Depuis la Seconde Guerre mondiale et l’«Irgoune», organisation fondatrice d’Israël à l’époque du mandat britannique, les rescapés du racisme nazi envisagent l’édification d’un Etat, moyen susceptible de radier la reproduction de l’holocauste allemand secondé par des Français.
L’ouvrage d’Ana Harendt «Le système totalitaire» chapeaute un pan de l’histoire contemporaine intercalé entre un génocide subi par les ancêtres des actuels Israéliens et le génocide infligé aux Palestiniens.

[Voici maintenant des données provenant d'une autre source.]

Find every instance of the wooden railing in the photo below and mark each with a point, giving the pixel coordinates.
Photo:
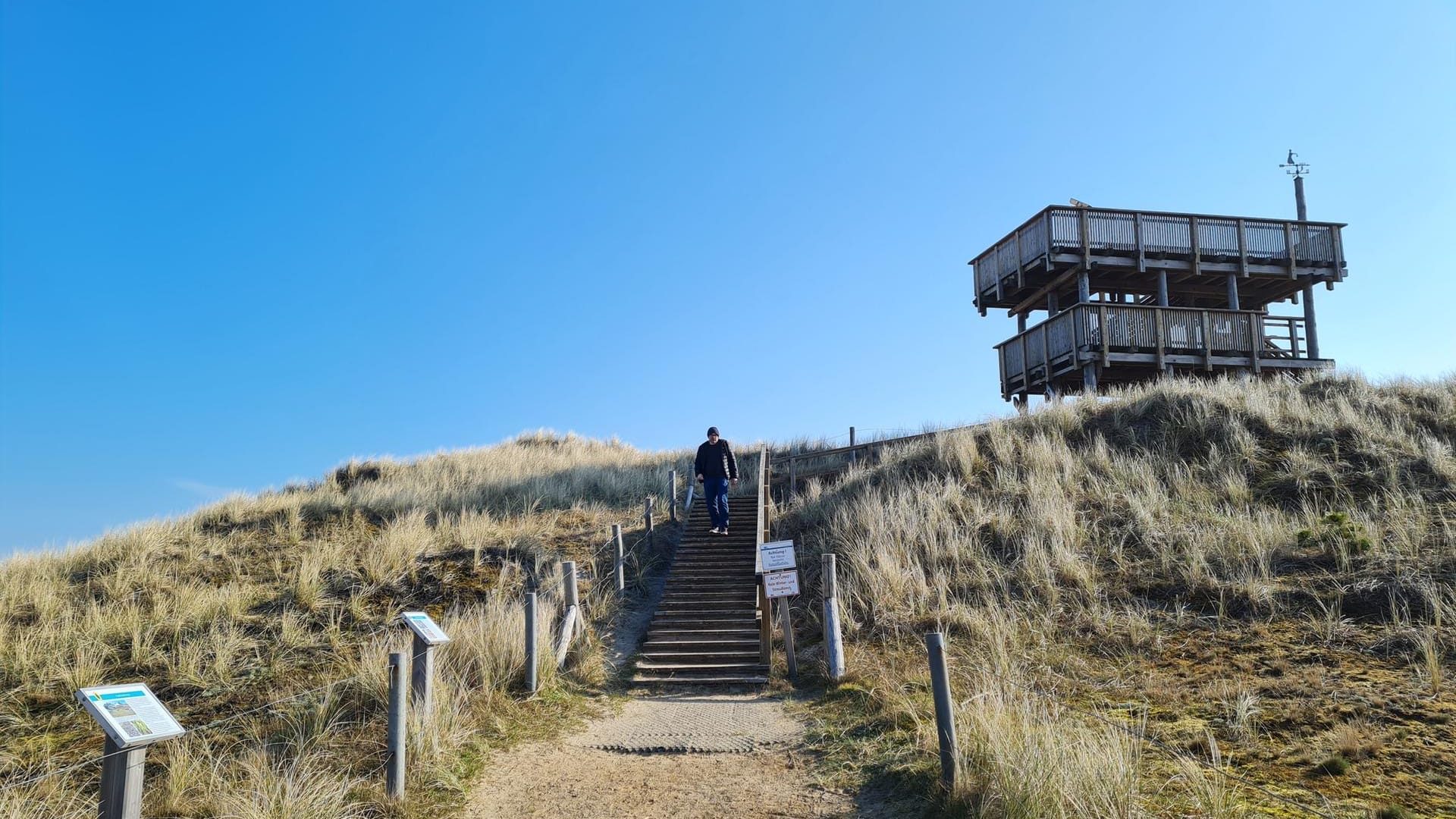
(1095, 330)
(1142, 234)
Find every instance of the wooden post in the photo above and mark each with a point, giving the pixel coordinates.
(1207, 343)
(1138, 242)
(1193, 245)
(1310, 337)
(620, 557)
(395, 732)
(421, 673)
(568, 624)
(764, 626)
(833, 640)
(532, 662)
(944, 714)
(786, 617)
(121, 781)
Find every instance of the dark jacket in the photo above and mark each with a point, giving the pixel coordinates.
(715, 461)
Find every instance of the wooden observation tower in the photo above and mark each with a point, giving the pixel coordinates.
(1133, 295)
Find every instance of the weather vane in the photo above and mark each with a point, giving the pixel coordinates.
(1293, 167)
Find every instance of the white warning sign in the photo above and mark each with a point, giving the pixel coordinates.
(777, 556)
(781, 583)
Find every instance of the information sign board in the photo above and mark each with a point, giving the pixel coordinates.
(424, 626)
(781, 583)
(777, 556)
(130, 714)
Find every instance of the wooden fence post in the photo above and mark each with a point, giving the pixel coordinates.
(421, 675)
(620, 557)
(395, 732)
(532, 662)
(833, 642)
(944, 716)
(568, 623)
(121, 779)
(788, 637)
(764, 626)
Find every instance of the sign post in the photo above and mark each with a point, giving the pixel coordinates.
(781, 579)
(422, 659)
(133, 719)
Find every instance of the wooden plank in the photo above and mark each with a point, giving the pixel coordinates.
(1040, 297)
(1207, 343)
(1103, 331)
(1087, 238)
(1244, 253)
(1256, 340)
(1194, 254)
(1021, 281)
(1138, 241)
(1161, 344)
(1289, 246)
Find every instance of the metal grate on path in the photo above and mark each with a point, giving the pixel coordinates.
(693, 725)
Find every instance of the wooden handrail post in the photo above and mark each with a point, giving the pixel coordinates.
(532, 661)
(944, 713)
(121, 781)
(620, 557)
(833, 640)
(395, 730)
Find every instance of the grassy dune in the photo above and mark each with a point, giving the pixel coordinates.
(1260, 576)
(262, 598)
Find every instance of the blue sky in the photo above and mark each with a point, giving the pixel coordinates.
(242, 243)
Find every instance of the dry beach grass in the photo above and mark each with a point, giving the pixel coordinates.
(258, 599)
(1261, 576)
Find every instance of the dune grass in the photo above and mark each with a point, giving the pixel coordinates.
(258, 599)
(1235, 569)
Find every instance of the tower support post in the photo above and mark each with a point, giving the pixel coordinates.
(1310, 335)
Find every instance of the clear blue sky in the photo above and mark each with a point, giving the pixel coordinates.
(243, 242)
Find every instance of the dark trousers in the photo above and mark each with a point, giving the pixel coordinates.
(715, 491)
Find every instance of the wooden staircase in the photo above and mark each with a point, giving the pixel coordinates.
(705, 630)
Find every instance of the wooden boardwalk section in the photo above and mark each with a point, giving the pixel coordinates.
(705, 630)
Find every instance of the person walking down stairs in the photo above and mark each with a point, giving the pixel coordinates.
(717, 468)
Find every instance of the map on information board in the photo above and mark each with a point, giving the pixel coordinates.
(130, 714)
(780, 554)
(424, 626)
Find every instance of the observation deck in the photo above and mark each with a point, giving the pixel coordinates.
(1128, 343)
(1125, 251)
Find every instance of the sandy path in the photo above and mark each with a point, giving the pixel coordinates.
(574, 780)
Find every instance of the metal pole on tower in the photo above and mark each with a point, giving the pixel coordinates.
(1298, 171)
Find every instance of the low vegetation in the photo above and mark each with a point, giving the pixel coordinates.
(1185, 599)
(265, 623)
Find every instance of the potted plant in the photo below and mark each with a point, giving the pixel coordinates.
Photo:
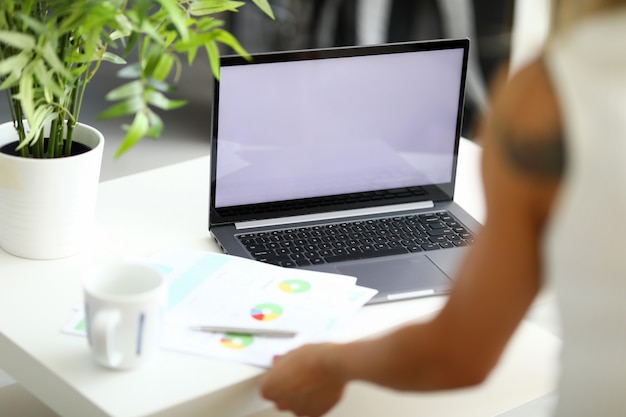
(49, 51)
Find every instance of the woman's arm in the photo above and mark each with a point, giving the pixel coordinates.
(495, 286)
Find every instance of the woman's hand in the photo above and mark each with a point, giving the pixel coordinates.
(303, 381)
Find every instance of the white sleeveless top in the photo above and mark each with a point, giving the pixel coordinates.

Ce contexte contribue à élucider le texte. En effet, cet arrière-plan sous-tend l’ascension des sionistes montés à l’assaut d’États européens et du pouvoir américain. Le 24 juillet, Marc Rubio s’inscrit en faux contre la déclaration de Macron afférente à la reconnaissance d’un État palestinien. Pour Netanyahu, c’est là une prime accordée au terrorisme. Comme son nom et sa fonction l’indiquent, Bruno Retailleau, le ministre de l’Intérieur figure parmi les participants à l’ascension vers le sommet de l’État français amorcée dès l’aval des camps de concentration. Il s’en prend à Macron et déclare : «Le macronisme n’est ni une idéologie ni un parti, c’est une personne». La tension monte et le président annule une rencontre prévue entre lui et Retailleau à propos de l’Algérie. De son combat livré à Macron, Retailleau soutire sa dérive sur la rive d’où il perçoit l’Algérie avec l’œil, sournois, de Tel-Aviv. Le 18 juillet, il proclamait : «Avec l’Algérie, la diplomatie des bons sentiments a échoué». Mieux vaut, alors, sévir avec ce pays hostile au projet du «grand Israël».
La reconnaissance d’un Etat palestinien catapulte une ogive dans l’œil de Bruno Retailleau et de Tel Aviv. La résistance palestinienne, encore apte à disposer d’otages, excède l’outrecuidance israélienne autoproclamée invincible et capable de pulvériser toute adversité.
Sartre écrivait : «Il n’y a que les salauds qui croient gagner» sans autre possibilité.
Le blocus de Gaza, le nettoyage ethnique et les ravages de la famine alimentent alors l’impératif catégorique inculqué aux catégories de pensée charriées par les envahisseurs et usurpateurs surarmés.
Le fiel d’Israël exhale un relent nauséabond, paradoxal, une fois soulevé l’écran dressé entre la force, d’une part, et le droit, d’autre part. Ce passage à l’état sauvage accorde aux Palestiniens le choix entre plier bagage et mourir de faim. Pour Netanyahu, la notion d’un État palestinien engage le cheval de Troie sur le territoire israélien.
Tout comme si le peuple palestinien n’existait pas. Telle apparaît la volonté israélienne à la fois hautaine, sadique, cynique, ethniciste, malsaine et, au plus haut point, inhumaine.
Semblable disposition cannibale clignote vers une marotte.
Pour Mustapha Safouan, le partisan le plus proche de Lacan, «l’essence de la tentation chez l’homme est l’exploitation de son semblable». Tout comme Hobbes, Marx ou Nietzsche, Sartre brode autour de l’apport psychanalytique central et fondamental : «Le regard de l’autre, c’est ma mort». Pour Max Stirner, aussi, «les rapports entre les moi sont des rapports d’intérêt, de capture et de force. Tout est, pour moi, objet, y compris autrui, tout est assignable à mon intérêt. Le moi est égoïste, non par déviation ou accident, mais par nature».
Cependant, réduire l’homme à la nature inscrit par pertes et profits la culture et pareille inscription élimine l’optique éthique.
«L’humanité n’est pas encore sortie de la longue préhistoire», dira Wanda Bannour à travers son commentaire de Max Stirner.
Par l’expulsion des Palestiniens, l’antique peuple errant programme la production d’un autre peuple errant, au moment où Trump et Netanyahu, les hyper-voyous apparentés à Dracula, ruminent l’édification d’une Riviera sur l’endroit où, assassinés par les deux vampires, tant d’enfants perdirent leur sang.